Compared to non-Hispanic white patients, Hispanic and Asian/American Indian/Alaskan Native/Other/Multiracial patients were more likely to be diagnosed with prediabetes (ORs of 1.29, CI 1.18-1.42 and 1.27 CI 1.10-1.48, respectively). Patients in the 40-64 age group were more likely to be diagnosed than the 18-39 age group (OR 1.14, CI 1.04-1.27). Males were less likely than females to have a prediabetes diagnosis (OR 0.85, CI 0.80-0.91). Region and number of encounters were also significant factors in estimating odds of being diagnosed.

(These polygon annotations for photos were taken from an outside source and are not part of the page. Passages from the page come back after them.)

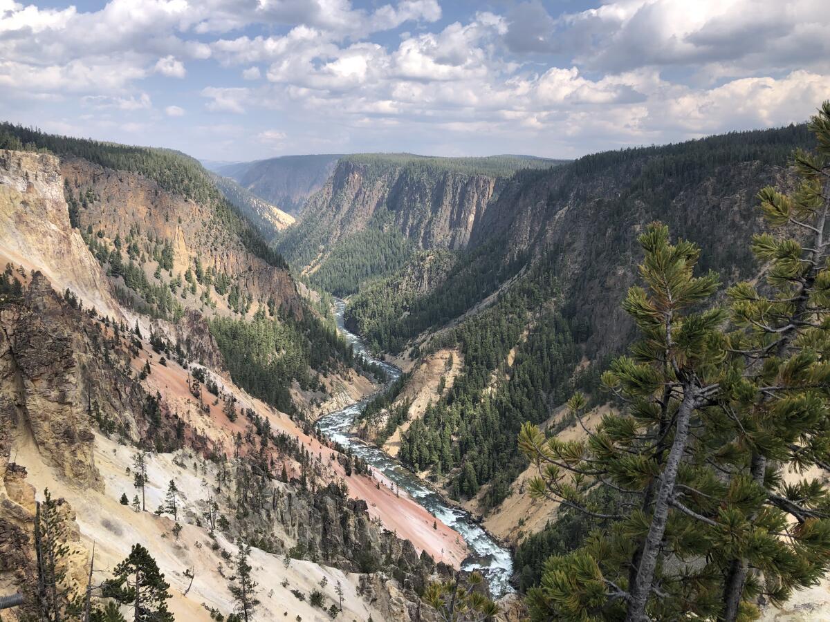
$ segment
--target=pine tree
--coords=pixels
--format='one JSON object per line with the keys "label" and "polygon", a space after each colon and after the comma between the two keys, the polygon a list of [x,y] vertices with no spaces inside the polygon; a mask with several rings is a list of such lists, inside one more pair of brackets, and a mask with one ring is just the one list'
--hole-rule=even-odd
{"label": "pine tree", "polygon": [[173,622],[167,609],[170,586],[149,552],[134,544],[129,555],[113,571],[104,595],[133,608],[133,622]]}
{"label": "pine tree", "polygon": [[91,622],[126,622],[121,612],[118,610],[118,605],[110,600],[103,609],[97,609],[92,612],[90,618]]}
{"label": "pine tree", "polygon": [[78,603],[71,598],[66,585],[66,560],[70,554],[67,527],[61,516],[59,502],[48,488],[44,499],[35,505],[35,556],[37,569],[34,602],[38,620],[61,622],[78,613]]}
{"label": "pine tree", "polygon": [[173,514],[173,520],[178,521],[178,488],[173,479],[167,486],[167,496],[164,498],[164,512]]}
{"label": "pine tree", "polygon": [[343,610],[343,584],[340,583],[340,580],[337,580],[337,585],[334,586],[334,594],[337,595],[337,598],[339,600],[339,610]]}
{"label": "pine tree", "polygon": [[[738,328],[730,346],[742,362],[742,381],[725,387],[722,399],[734,413],[734,445],[749,454],[730,474],[752,503],[730,508],[732,556],[724,561],[727,622],[742,611],[751,613],[749,601],[759,592],[786,600],[793,589],[817,581],[828,565],[827,487],[815,478],[784,481],[788,471],[830,464],[825,362],[830,351],[830,102],[808,128],[818,148],[795,153],[795,192],[766,187],[759,193],[765,222],[784,231],[778,236],[765,232],[752,241],[755,256],[767,265],[766,286],[740,283],[728,292]],[[781,521],[797,525],[786,538],[779,535]]]}
{"label": "pine tree", "polygon": [[[694,439],[690,430],[693,420],[697,425],[696,411],[708,403],[709,387],[722,372],[717,363],[725,352],[718,337],[725,314],[690,311],[715,292],[718,279],[712,273],[694,276],[699,250],[685,241],[670,244],[663,225],[649,225],[640,244],[645,251],[640,274],[648,289],[631,288],[623,309],[643,339],[632,347],[635,358],[618,358],[603,377],[627,411],[606,415],[593,432],[586,428],[583,440],[546,440],[530,424],[520,435],[522,452],[540,469],[531,494],[613,523],[607,533],[593,533],[583,548],[549,561],[541,586],[530,594],[540,616],[624,615],[640,622],[650,601],[658,619],[710,610],[705,603],[690,607],[680,593],[659,602],[651,597],[663,579],[663,556],[687,559],[700,552],[699,541],[676,537],[692,519],[675,512],[676,486]],[[578,394],[569,406],[582,422],[584,398]],[[598,485],[615,491],[616,507],[595,507],[589,493]]]}
{"label": "pine tree", "polygon": [[456,572],[452,581],[430,583],[423,600],[438,614],[443,622],[483,622],[499,613],[499,608],[485,596],[478,587],[484,578],[478,572],[469,575],[464,581]]}
{"label": "pine tree", "polygon": [[[136,328],[138,323],[136,323]],[[141,488],[141,509],[147,510],[147,503],[144,497],[144,484],[147,484],[147,452],[139,449],[133,457],[133,469],[135,474],[133,476],[133,485],[137,488]]]}
{"label": "pine tree", "polygon": [[251,576],[251,568],[248,564],[250,555],[251,546],[240,542],[235,560],[236,572],[227,586],[236,602],[234,611],[244,622],[253,620],[253,615],[260,604],[256,593],[257,583]]}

Longitudinal analyses for risk of type 2 diabetes

Figure 3 presents the hazard ratios from the adjusted Cox regression model at median time for a prediabetes diagnosis. Supplemental Table 4 presents the adjusted parameter estimates, standard errors, and p-values from the adjusted Cox regression model.

The patient’s HbA1c level was the most significant predictor of type 2 diabetes with chi-square values 5 to 10 times higher than for any other predictor (Supplemental Table 4). The effect of receiving a prediabetes diagnosis varied by HbA1c level (p<.0001 for interaction term). For each HbA1c level, UDxP patients progress to type 2 diabetes faster than DxP patients, and the difference in progression increases with higher baseline HbA1c levels. Specifically, as compared to UDxP patients by HbA1c level, DxP patients within the low, medium, and high HbA1c levels, the HRs were 0.83 (CI 0.67-1.02), 0.65 (CI 0.21-0.78), and 0.47 (0.36-0.61) at median time, respectively (Figure 2).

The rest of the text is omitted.